やばいよね、ほとんど動かない岩亀に一回奇跡的に当たったけど、それ以外は全部掠りもしない。
あれだ。親父が剣を貸してくれなかったからだ。剣代わりに鎌とか鍬とか使ってたからこんなになったんだ。
でも変だな。鍬は狙ったところに行くのに。
試しに耕す感じでやってみるか。
「せやっ!」
「何を耕してんだお前」
ググルグに突っ込まれた。
よけーなお世話だ。
剣を担いで近くの岩壁に寄り掛かる。
「てかさ、思ったんたけど。俺別にセアカクマ倒したから別に良いじゃん。
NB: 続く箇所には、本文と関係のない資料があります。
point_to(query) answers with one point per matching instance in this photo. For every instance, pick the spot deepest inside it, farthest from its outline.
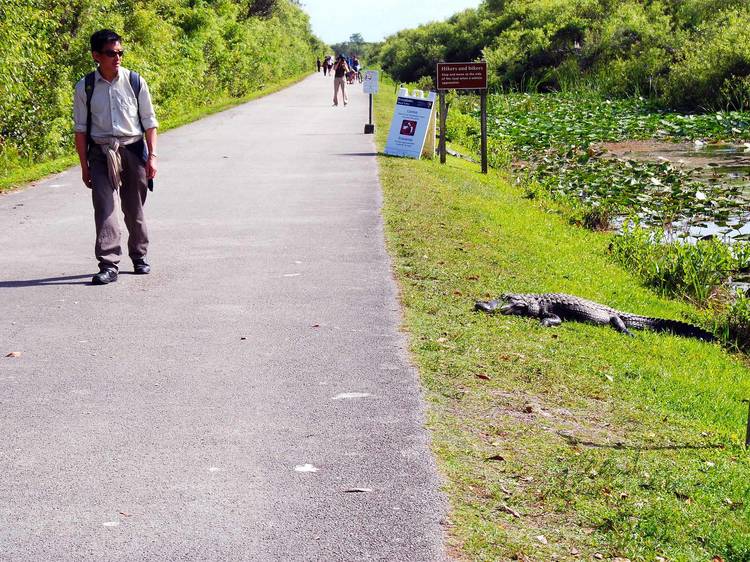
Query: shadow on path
(65, 280)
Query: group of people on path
(115, 137)
(345, 70)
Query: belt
(110, 146)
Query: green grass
(600, 443)
(21, 175)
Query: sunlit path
(251, 398)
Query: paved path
(163, 417)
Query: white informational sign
(410, 124)
(370, 82)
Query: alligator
(553, 308)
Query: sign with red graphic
(462, 76)
(410, 124)
(408, 127)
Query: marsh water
(723, 167)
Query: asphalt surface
(229, 405)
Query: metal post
(443, 117)
(484, 130)
(370, 127)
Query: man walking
(112, 112)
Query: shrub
(191, 53)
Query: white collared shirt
(114, 108)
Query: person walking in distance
(112, 111)
(340, 69)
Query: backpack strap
(88, 84)
(135, 83)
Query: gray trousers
(132, 196)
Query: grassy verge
(568, 443)
(23, 175)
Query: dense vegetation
(557, 146)
(573, 443)
(356, 45)
(192, 52)
(688, 54)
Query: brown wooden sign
(462, 76)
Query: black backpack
(90, 80)
(135, 82)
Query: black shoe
(140, 267)
(105, 276)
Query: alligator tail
(679, 328)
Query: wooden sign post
(463, 76)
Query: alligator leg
(617, 323)
(549, 320)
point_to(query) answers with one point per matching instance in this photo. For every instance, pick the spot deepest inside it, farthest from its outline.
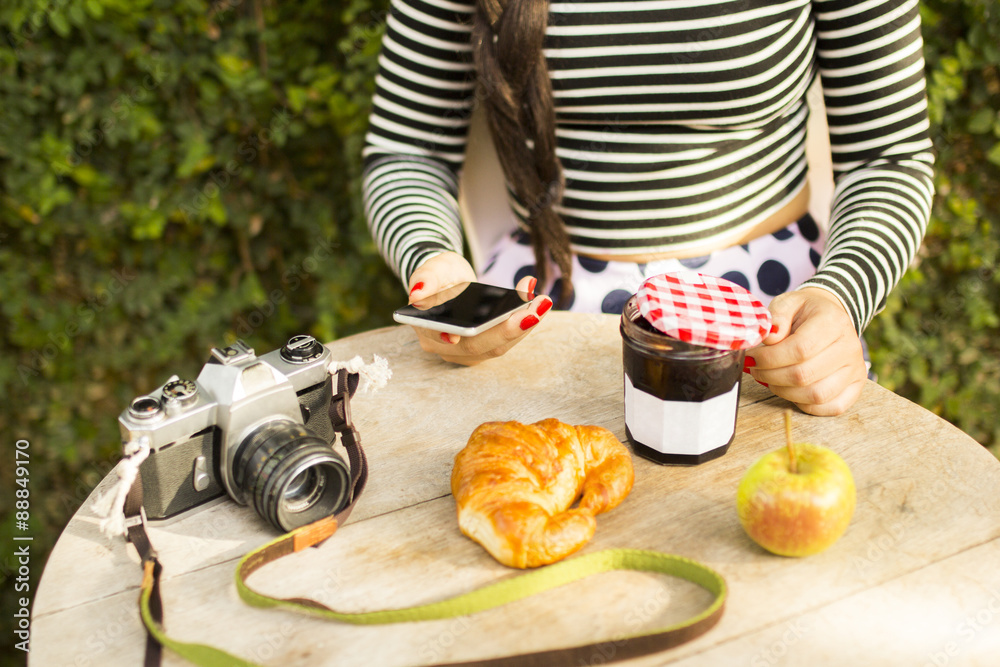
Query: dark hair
(507, 40)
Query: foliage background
(176, 173)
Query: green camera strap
(482, 599)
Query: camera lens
(290, 475)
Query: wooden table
(914, 581)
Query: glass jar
(681, 400)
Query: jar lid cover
(703, 310)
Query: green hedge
(176, 174)
(172, 175)
(938, 340)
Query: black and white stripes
(679, 121)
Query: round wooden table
(915, 580)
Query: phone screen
(466, 309)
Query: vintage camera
(256, 428)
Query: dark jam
(672, 370)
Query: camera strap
(150, 602)
(487, 597)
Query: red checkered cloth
(703, 310)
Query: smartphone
(466, 309)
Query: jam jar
(681, 399)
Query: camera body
(255, 428)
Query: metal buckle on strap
(340, 407)
(136, 519)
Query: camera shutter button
(179, 393)
(302, 349)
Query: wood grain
(927, 512)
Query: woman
(643, 136)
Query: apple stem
(792, 462)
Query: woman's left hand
(813, 356)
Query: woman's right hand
(441, 272)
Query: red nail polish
(528, 322)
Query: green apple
(797, 500)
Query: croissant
(514, 485)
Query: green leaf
(59, 23)
(994, 154)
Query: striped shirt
(678, 122)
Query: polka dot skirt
(767, 266)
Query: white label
(680, 427)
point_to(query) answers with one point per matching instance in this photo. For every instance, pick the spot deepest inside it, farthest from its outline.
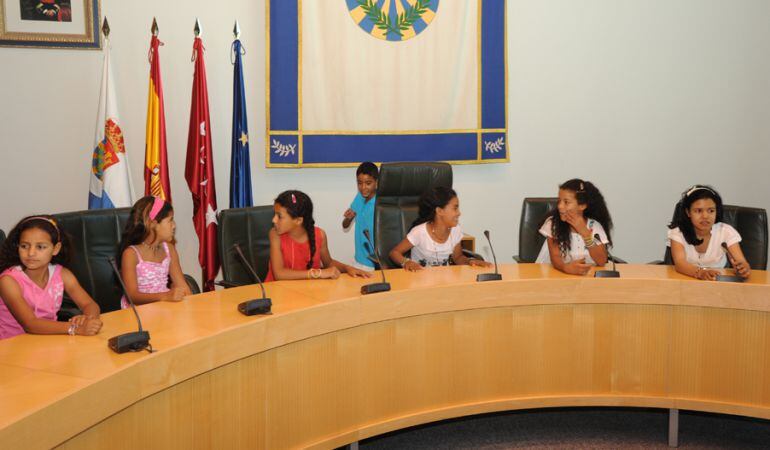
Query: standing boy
(362, 211)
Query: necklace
(154, 248)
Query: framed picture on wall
(50, 23)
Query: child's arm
(10, 291)
(577, 267)
(89, 322)
(397, 256)
(349, 216)
(459, 258)
(328, 262)
(175, 272)
(738, 261)
(128, 264)
(685, 268)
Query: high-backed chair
(95, 238)
(398, 192)
(249, 228)
(534, 210)
(751, 224)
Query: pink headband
(157, 205)
(51, 221)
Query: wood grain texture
(331, 367)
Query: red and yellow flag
(156, 181)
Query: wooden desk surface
(67, 385)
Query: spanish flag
(156, 181)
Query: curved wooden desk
(331, 367)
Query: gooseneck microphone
(606, 273)
(490, 276)
(136, 340)
(729, 278)
(384, 286)
(256, 306)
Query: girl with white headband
(701, 244)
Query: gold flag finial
(106, 28)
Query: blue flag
(240, 167)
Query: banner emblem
(393, 20)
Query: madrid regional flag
(110, 181)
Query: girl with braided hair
(298, 248)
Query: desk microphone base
(253, 307)
(488, 277)
(375, 287)
(730, 278)
(607, 274)
(130, 342)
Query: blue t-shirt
(364, 221)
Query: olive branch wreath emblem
(404, 20)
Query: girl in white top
(697, 233)
(434, 239)
(577, 232)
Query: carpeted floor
(580, 428)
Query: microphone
(489, 276)
(606, 273)
(256, 306)
(384, 286)
(136, 340)
(729, 278)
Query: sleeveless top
(151, 277)
(296, 255)
(45, 302)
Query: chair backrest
(249, 228)
(96, 237)
(534, 210)
(751, 224)
(398, 192)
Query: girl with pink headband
(149, 261)
(33, 279)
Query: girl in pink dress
(298, 248)
(149, 260)
(33, 280)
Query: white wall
(643, 97)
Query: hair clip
(698, 188)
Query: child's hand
(331, 273)
(353, 272)
(411, 266)
(742, 268)
(173, 295)
(707, 274)
(89, 328)
(577, 267)
(479, 263)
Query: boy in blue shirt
(362, 211)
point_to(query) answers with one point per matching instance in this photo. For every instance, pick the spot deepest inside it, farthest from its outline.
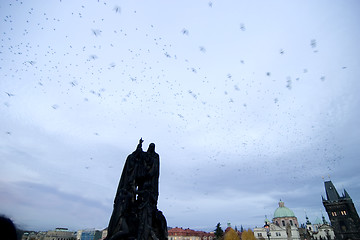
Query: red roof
(187, 232)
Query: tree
(248, 235)
(218, 232)
(231, 235)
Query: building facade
(188, 234)
(319, 230)
(59, 234)
(284, 226)
(342, 213)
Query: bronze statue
(135, 214)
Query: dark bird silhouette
(117, 9)
(10, 94)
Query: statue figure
(135, 214)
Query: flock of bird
(135, 69)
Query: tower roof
(283, 211)
(331, 192)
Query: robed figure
(135, 214)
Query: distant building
(284, 226)
(104, 234)
(89, 234)
(319, 230)
(188, 234)
(59, 234)
(342, 213)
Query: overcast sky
(248, 102)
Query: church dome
(283, 211)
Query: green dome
(283, 211)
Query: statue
(135, 214)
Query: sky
(248, 102)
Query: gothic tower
(342, 213)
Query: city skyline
(247, 103)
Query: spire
(324, 220)
(346, 195)
(331, 192)
(307, 220)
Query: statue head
(151, 147)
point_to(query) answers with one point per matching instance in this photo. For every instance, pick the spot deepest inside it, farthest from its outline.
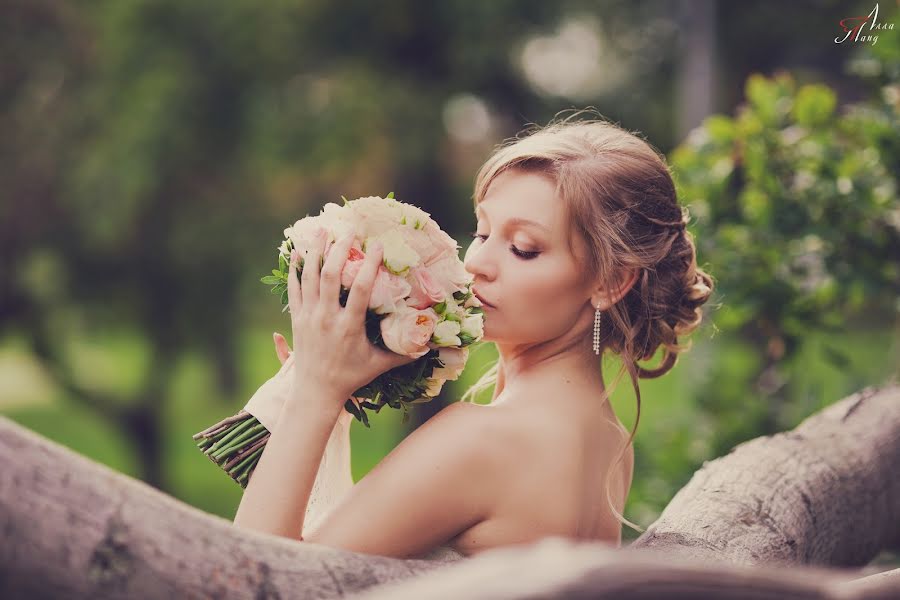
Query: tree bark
(824, 493)
(74, 528)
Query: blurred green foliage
(155, 150)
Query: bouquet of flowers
(421, 306)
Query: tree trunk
(74, 528)
(825, 493)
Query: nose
(478, 262)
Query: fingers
(361, 290)
(281, 347)
(309, 278)
(330, 280)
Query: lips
(481, 298)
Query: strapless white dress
(334, 479)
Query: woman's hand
(283, 352)
(331, 349)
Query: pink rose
(388, 291)
(426, 291)
(352, 266)
(408, 330)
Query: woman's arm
(278, 492)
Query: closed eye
(520, 253)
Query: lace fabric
(334, 477)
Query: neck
(566, 359)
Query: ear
(604, 297)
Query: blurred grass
(672, 438)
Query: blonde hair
(619, 198)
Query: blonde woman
(580, 251)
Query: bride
(580, 250)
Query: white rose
(375, 215)
(302, 233)
(434, 387)
(446, 333)
(398, 256)
(473, 325)
(451, 273)
(414, 217)
(454, 360)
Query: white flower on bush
(414, 217)
(454, 360)
(434, 386)
(376, 215)
(407, 331)
(446, 333)
(451, 271)
(398, 255)
(473, 325)
(302, 234)
(388, 292)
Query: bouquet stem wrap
(421, 305)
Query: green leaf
(814, 105)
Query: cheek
(547, 289)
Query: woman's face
(521, 263)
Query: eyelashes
(520, 253)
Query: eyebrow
(518, 221)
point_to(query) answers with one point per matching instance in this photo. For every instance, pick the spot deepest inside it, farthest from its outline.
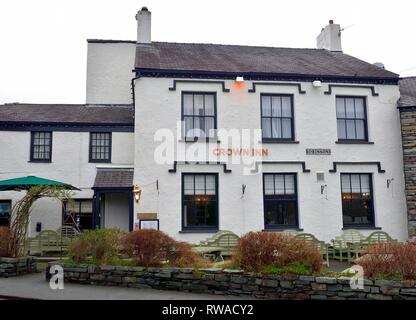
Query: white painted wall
(109, 72)
(116, 211)
(315, 127)
(69, 164)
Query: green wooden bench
(320, 245)
(343, 245)
(45, 242)
(220, 245)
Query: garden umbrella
(25, 183)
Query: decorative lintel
(222, 83)
(330, 86)
(336, 163)
(175, 164)
(298, 85)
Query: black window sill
(199, 231)
(277, 141)
(278, 229)
(40, 161)
(206, 140)
(361, 228)
(353, 142)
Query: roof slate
(114, 178)
(407, 92)
(67, 113)
(249, 59)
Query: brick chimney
(330, 37)
(144, 24)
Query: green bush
(102, 245)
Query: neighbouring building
(407, 107)
(218, 137)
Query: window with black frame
(351, 119)
(5, 209)
(280, 200)
(41, 146)
(277, 117)
(78, 214)
(100, 147)
(199, 115)
(357, 200)
(200, 201)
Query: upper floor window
(280, 200)
(100, 147)
(357, 200)
(199, 115)
(200, 201)
(351, 118)
(5, 208)
(277, 117)
(41, 146)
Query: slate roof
(114, 178)
(407, 92)
(67, 113)
(249, 59)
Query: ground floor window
(280, 200)
(357, 200)
(79, 214)
(200, 201)
(5, 208)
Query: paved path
(35, 287)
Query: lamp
(137, 191)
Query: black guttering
(167, 73)
(65, 126)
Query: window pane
(341, 129)
(209, 104)
(286, 107)
(276, 128)
(349, 105)
(276, 106)
(266, 105)
(287, 128)
(359, 108)
(360, 129)
(268, 184)
(266, 127)
(340, 107)
(350, 129)
(290, 184)
(279, 184)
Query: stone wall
(10, 267)
(408, 123)
(238, 283)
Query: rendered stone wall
(408, 123)
(10, 267)
(237, 283)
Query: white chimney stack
(330, 37)
(144, 24)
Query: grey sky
(44, 49)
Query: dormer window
(199, 115)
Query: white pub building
(196, 138)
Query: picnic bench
(314, 242)
(220, 245)
(343, 246)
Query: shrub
(391, 260)
(4, 242)
(258, 250)
(150, 248)
(101, 244)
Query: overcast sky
(43, 49)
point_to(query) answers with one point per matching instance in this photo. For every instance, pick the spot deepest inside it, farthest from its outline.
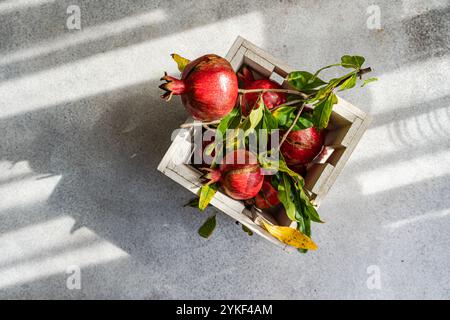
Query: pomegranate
(302, 146)
(271, 99)
(240, 175)
(208, 87)
(267, 196)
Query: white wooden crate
(346, 127)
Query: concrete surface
(82, 130)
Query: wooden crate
(347, 125)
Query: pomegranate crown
(171, 86)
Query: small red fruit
(239, 175)
(208, 87)
(302, 146)
(267, 197)
(271, 99)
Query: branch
(292, 125)
(193, 124)
(295, 92)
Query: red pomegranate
(302, 146)
(267, 197)
(208, 87)
(271, 99)
(239, 175)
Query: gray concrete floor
(82, 130)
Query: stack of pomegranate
(213, 93)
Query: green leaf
(349, 83)
(354, 62)
(322, 111)
(181, 62)
(192, 203)
(373, 79)
(207, 192)
(208, 227)
(269, 121)
(253, 119)
(305, 228)
(284, 195)
(282, 166)
(303, 123)
(304, 81)
(283, 114)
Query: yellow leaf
(181, 62)
(291, 237)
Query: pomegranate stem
(300, 109)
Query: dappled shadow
(105, 147)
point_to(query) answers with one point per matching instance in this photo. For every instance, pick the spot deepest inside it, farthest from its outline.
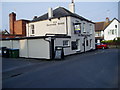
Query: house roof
(111, 22)
(99, 26)
(59, 12)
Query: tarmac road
(97, 69)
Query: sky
(95, 11)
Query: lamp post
(116, 35)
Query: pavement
(96, 69)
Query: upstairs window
(91, 28)
(115, 26)
(84, 27)
(77, 28)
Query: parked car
(101, 46)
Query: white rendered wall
(110, 27)
(53, 26)
(24, 48)
(7, 43)
(38, 48)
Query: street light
(116, 35)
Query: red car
(101, 46)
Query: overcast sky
(95, 11)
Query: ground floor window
(66, 43)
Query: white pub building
(58, 29)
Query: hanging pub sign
(77, 28)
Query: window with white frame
(65, 42)
(77, 28)
(91, 28)
(32, 29)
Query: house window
(90, 28)
(112, 32)
(115, 26)
(77, 28)
(90, 42)
(83, 27)
(78, 44)
(32, 29)
(86, 42)
(66, 43)
(74, 45)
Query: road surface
(97, 69)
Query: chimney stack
(12, 18)
(72, 7)
(50, 13)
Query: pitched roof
(59, 12)
(111, 22)
(99, 26)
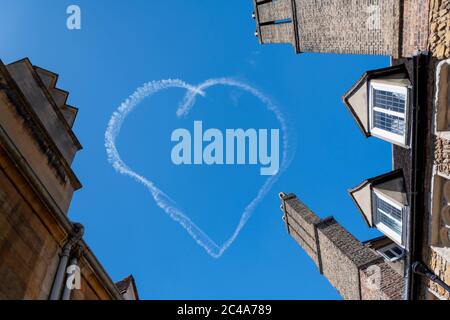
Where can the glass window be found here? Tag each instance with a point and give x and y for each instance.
(388, 217)
(388, 105)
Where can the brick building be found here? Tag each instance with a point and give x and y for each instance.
(42, 253)
(405, 104)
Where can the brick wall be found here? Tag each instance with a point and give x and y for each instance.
(358, 26)
(439, 28)
(415, 26)
(339, 256)
(334, 26)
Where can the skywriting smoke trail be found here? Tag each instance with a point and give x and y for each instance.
(163, 200)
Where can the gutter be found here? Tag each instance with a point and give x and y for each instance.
(58, 283)
(417, 165)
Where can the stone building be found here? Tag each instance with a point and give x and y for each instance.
(405, 104)
(358, 271)
(42, 253)
(384, 27)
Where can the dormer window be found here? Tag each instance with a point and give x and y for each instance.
(388, 107)
(380, 104)
(388, 216)
(383, 203)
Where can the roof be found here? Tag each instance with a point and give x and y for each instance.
(373, 181)
(124, 284)
(368, 75)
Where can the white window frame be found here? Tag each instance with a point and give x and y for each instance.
(396, 257)
(380, 132)
(380, 225)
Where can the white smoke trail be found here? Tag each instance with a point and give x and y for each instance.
(163, 200)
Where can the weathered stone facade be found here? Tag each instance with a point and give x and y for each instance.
(37, 147)
(331, 26)
(414, 34)
(439, 38)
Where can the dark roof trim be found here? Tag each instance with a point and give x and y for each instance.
(368, 75)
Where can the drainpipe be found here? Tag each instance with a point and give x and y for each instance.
(78, 251)
(420, 269)
(417, 147)
(75, 236)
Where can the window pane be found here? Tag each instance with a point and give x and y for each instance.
(389, 123)
(389, 100)
(389, 215)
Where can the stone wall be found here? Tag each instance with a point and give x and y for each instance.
(415, 26)
(358, 26)
(332, 26)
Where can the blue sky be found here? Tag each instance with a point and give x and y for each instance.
(122, 45)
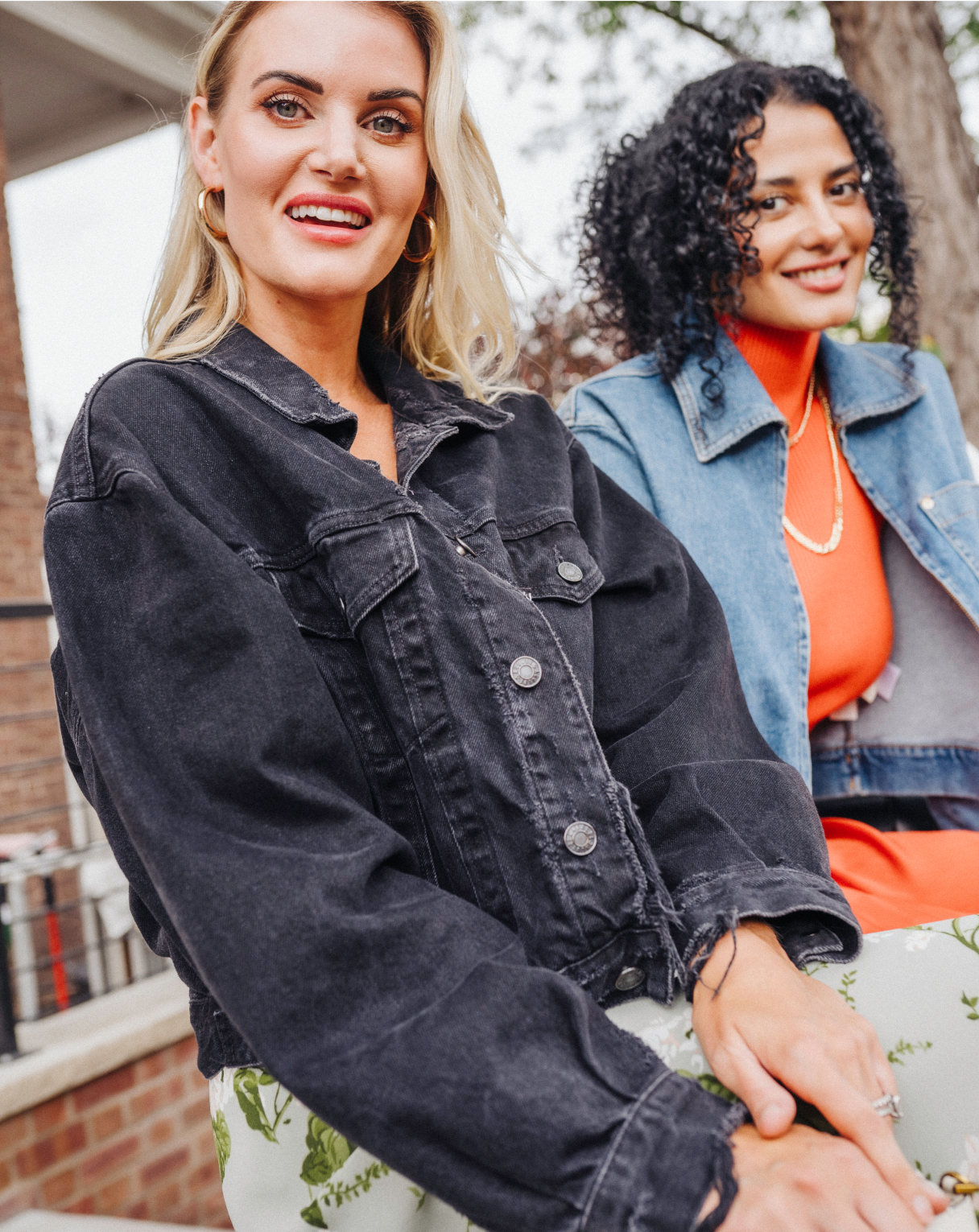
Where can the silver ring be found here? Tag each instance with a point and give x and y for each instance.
(888, 1106)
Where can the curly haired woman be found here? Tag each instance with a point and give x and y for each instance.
(825, 489)
(355, 667)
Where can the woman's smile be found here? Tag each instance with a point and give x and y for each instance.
(823, 278)
(328, 218)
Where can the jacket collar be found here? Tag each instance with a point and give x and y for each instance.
(243, 357)
(863, 383)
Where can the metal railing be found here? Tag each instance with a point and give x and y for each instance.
(62, 951)
(65, 929)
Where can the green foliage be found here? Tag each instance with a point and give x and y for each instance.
(903, 1049)
(971, 942)
(710, 1085)
(328, 1151)
(222, 1143)
(313, 1216)
(248, 1085)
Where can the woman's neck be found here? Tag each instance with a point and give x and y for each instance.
(782, 360)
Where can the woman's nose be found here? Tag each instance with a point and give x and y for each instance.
(338, 152)
(823, 229)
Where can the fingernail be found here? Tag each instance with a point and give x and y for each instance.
(923, 1208)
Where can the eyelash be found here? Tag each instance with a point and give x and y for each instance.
(405, 125)
(846, 183)
(269, 105)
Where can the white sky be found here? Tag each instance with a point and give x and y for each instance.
(83, 281)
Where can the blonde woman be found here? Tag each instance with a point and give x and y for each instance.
(357, 665)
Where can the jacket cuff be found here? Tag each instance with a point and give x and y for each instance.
(676, 1137)
(810, 916)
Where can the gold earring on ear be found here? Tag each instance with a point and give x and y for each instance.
(202, 211)
(433, 243)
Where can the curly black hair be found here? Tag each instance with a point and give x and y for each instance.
(667, 229)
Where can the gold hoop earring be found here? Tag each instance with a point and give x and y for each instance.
(202, 211)
(433, 243)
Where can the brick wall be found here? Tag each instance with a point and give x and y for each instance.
(136, 1143)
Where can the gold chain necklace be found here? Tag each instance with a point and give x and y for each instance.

早いところ元凶のヤツをぶったーーー」
何故か視線がぐるんと上を向いて落ちた。
馬鹿が何故か壁に吸い込まれるようにして消えた。
「猿が落ちた!!」
「何今の!?岩壁がくるんって回ったぞ!!そんな罠あったか!?」
「テレンシオーーー!!!生きてるかぁーーー!?」
ググルグと仲間が穴を覗き込むが暗くてよく見えない。
「くそっ!手のかかる奴だ!」
ググルグが穴に入ろうとしているのにミケランジェロが気付き慌てて止めにはいる。
「まって!フォーさんまで落ちたら駄目ですって!」
「あのノーコン猿一人じゃ心配だ!!ええい離せ!!」
そんな大混乱の中、ヒールが洞窟の奥の動くものに気が付いて青ざめる。
「ヘイ、ヘイヘイヘイ!!ヤバイの来てる!!」
「!!?」
ニロがそれを見て悲鳴をあげた。
「ぎゃあああ!!!エドラゴだ!?なんでこんなところに!?」
エドラゴは二足歩行をするトカゲだ。とても早い上に性格は狂暴。咬まれると毒が回る厄介な魔物だ。